The European Court of Human Rights on Tuesday ruled in favor of a Russian man who was detained during a political rally in Moscow in 2012 and who was later sentenced to two weeks in jail for jaywalking.
The ruling was a rebuff to the Russian practice of cracking down on political rallies with harsh fines and jail time. It undermined a central element of Moscow’s narrative of the clashes — that unruly protesters had set off the violence, thus justifying new laws cracking down on public assembly.
The police arrested about 400 people, including the plaintiff in the case, Yevgeniy Frumkin, after scuffles broke out at the rally on May 6, 2012, on Bolotnaya Square in Moscow.
The demonstration followed a series of large, peaceful protests by people who opposed the March 2012 re-election of Vladimir Putin to a third term as Russia’s president, and who suspected fraud during voting.
The rally was permitted to take place. However, police officers herded tens of thousands of people from a large avenue into a tightly confined zone in a park, creating a bottleneck, and scuffles with the police ensued.
Political analysts said that the violence became politically advantageous for Putin, who defended the subsequent arrests and prosecutions of protesters on various charges. It also precipitated a series of laws that constricted the right to assemble, part of a general tightening of political screws in Russia since Putin’s return to the presidency.
Rights groups have called the measures a throwback to Soviet-era authoritarianism, and they say the police intentionally created the bottleneck in the parade route to cause a dangerous and unruly scene.

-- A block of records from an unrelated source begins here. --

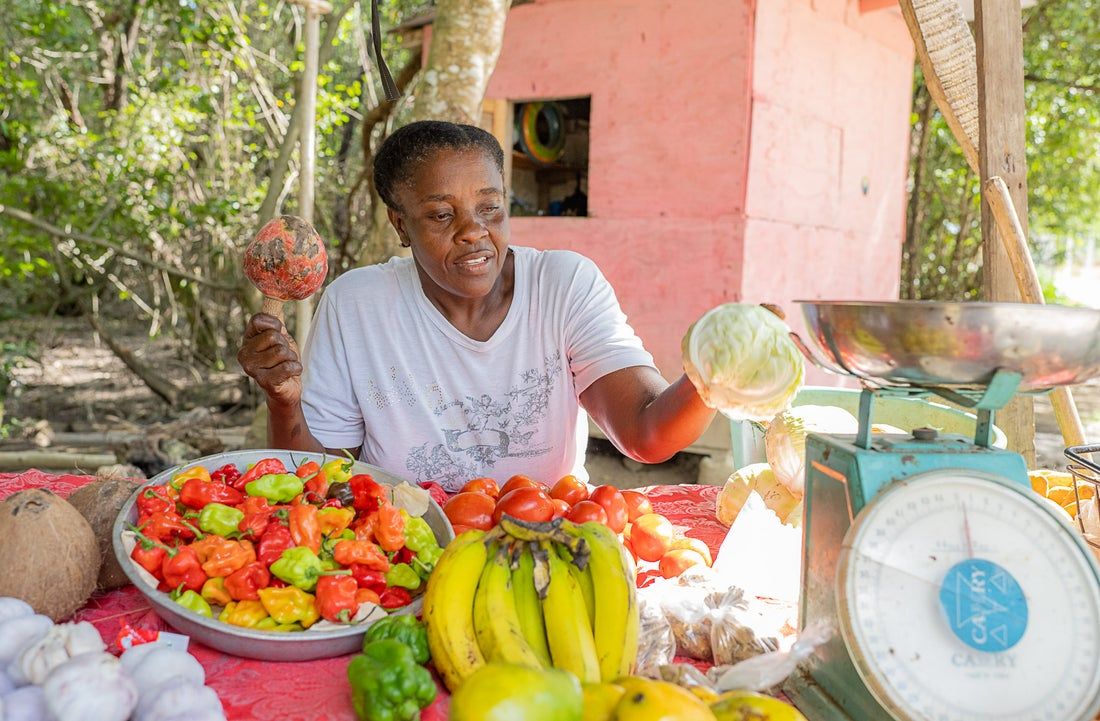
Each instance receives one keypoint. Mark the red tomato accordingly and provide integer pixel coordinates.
(678, 560)
(637, 504)
(526, 504)
(560, 508)
(472, 510)
(570, 489)
(651, 536)
(612, 500)
(587, 511)
(519, 481)
(485, 485)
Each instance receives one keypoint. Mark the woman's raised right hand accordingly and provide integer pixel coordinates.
(270, 356)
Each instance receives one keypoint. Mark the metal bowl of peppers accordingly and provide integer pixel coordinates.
(264, 643)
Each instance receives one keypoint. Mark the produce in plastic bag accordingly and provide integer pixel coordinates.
(785, 439)
(741, 360)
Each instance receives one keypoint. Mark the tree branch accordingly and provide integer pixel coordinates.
(59, 232)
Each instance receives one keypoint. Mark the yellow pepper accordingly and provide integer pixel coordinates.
(243, 613)
(215, 592)
(289, 604)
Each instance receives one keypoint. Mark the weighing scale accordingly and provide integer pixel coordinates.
(957, 592)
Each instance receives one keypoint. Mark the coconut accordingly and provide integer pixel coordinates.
(99, 503)
(48, 555)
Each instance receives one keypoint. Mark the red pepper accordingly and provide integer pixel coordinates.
(155, 499)
(196, 493)
(263, 468)
(394, 598)
(243, 583)
(336, 598)
(369, 493)
(183, 568)
(274, 542)
(369, 578)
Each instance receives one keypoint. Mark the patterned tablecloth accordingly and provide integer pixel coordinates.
(314, 690)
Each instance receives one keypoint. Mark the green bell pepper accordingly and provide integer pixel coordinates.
(402, 575)
(387, 684)
(403, 629)
(195, 602)
(277, 488)
(220, 519)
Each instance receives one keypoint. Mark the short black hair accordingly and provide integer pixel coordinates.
(411, 144)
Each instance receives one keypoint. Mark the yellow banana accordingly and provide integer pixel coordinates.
(496, 622)
(569, 632)
(448, 603)
(615, 627)
(528, 608)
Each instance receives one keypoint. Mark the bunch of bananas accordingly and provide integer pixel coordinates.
(540, 594)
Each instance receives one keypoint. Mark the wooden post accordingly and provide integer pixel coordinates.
(1001, 117)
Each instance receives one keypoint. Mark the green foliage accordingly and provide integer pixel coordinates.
(943, 258)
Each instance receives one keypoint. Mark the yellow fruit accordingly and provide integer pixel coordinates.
(646, 700)
(507, 692)
(745, 706)
(600, 700)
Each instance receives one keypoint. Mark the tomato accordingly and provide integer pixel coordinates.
(612, 500)
(485, 485)
(526, 504)
(637, 504)
(473, 510)
(587, 511)
(560, 508)
(519, 481)
(570, 489)
(651, 536)
(693, 544)
(678, 560)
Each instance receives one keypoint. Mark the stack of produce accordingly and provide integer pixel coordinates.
(277, 550)
(648, 536)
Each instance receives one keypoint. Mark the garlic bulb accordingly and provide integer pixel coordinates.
(90, 687)
(61, 643)
(15, 634)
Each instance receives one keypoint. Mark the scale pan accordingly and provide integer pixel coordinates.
(958, 345)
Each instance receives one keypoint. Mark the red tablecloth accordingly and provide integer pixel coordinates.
(314, 690)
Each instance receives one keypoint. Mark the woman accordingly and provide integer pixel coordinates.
(471, 358)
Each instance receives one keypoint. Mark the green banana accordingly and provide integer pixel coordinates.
(448, 603)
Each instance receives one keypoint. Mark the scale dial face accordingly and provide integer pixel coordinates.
(964, 598)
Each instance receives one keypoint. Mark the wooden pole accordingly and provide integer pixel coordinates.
(1001, 115)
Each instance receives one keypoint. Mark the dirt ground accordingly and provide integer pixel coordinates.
(75, 384)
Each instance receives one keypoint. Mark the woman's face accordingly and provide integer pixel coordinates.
(452, 215)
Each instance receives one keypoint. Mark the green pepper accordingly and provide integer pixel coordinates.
(402, 575)
(299, 567)
(195, 602)
(387, 684)
(403, 629)
(220, 519)
(277, 488)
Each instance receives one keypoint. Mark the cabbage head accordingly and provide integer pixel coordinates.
(743, 361)
(785, 439)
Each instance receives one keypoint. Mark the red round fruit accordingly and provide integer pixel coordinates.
(587, 511)
(473, 510)
(519, 481)
(570, 489)
(651, 536)
(526, 504)
(612, 500)
(485, 485)
(637, 504)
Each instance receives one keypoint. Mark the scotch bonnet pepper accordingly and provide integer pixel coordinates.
(387, 684)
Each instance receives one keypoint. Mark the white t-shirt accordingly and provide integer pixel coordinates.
(386, 370)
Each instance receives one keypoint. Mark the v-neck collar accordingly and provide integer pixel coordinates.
(414, 292)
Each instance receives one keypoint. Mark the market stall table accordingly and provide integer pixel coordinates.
(314, 690)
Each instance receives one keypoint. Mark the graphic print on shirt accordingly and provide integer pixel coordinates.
(480, 430)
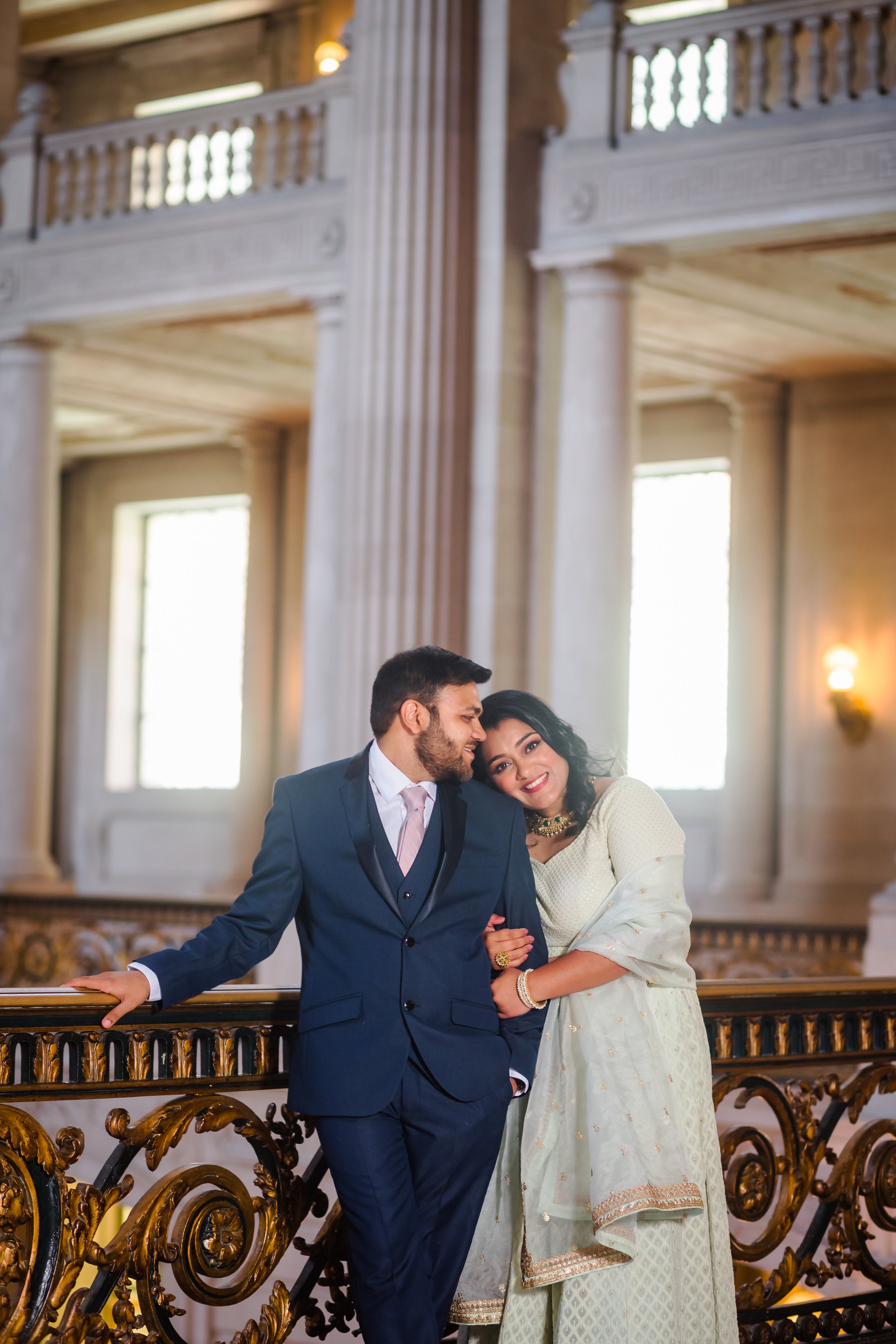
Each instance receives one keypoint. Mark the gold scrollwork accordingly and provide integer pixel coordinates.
(221, 1242)
(763, 1185)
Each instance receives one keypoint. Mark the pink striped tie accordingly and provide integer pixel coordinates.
(411, 837)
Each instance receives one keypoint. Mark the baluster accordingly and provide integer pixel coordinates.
(316, 143)
(101, 185)
(810, 1034)
(754, 1037)
(648, 86)
(625, 82)
(837, 57)
(82, 183)
(45, 168)
(675, 84)
(120, 202)
(776, 80)
(723, 1038)
(782, 1034)
(64, 182)
(866, 68)
(813, 61)
(887, 62)
(292, 172)
(754, 70)
(163, 168)
(268, 177)
(703, 46)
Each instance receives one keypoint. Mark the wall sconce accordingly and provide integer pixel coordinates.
(853, 715)
(330, 57)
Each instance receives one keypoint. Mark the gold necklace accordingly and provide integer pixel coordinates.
(550, 826)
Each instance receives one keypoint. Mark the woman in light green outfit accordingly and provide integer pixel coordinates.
(606, 1218)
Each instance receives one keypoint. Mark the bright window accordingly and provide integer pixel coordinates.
(176, 644)
(679, 685)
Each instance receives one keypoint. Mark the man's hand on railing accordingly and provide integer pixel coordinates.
(129, 987)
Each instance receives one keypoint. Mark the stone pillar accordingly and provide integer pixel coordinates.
(592, 584)
(518, 101)
(9, 62)
(409, 340)
(253, 799)
(323, 545)
(29, 543)
(747, 838)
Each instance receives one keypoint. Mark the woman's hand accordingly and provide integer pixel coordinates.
(507, 1000)
(515, 944)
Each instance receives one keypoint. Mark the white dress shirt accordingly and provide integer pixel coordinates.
(387, 783)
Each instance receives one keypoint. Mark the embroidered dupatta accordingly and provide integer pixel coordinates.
(600, 1143)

In contrast, the Russian government has pointed to the violent street protests in Ukraine in 2014, and to the toppling of the government there as well as continued civil strife as justification for having tight controls on public protests.
The European Court of Human Rights ordered the Russian government to pay Frumkin 25,000 euros (US$27,000) in damages and 7,000 euros in expenses.
Russia is a party to the treaty that established the court in the 1950s, and it has usually paid fines the court imposes.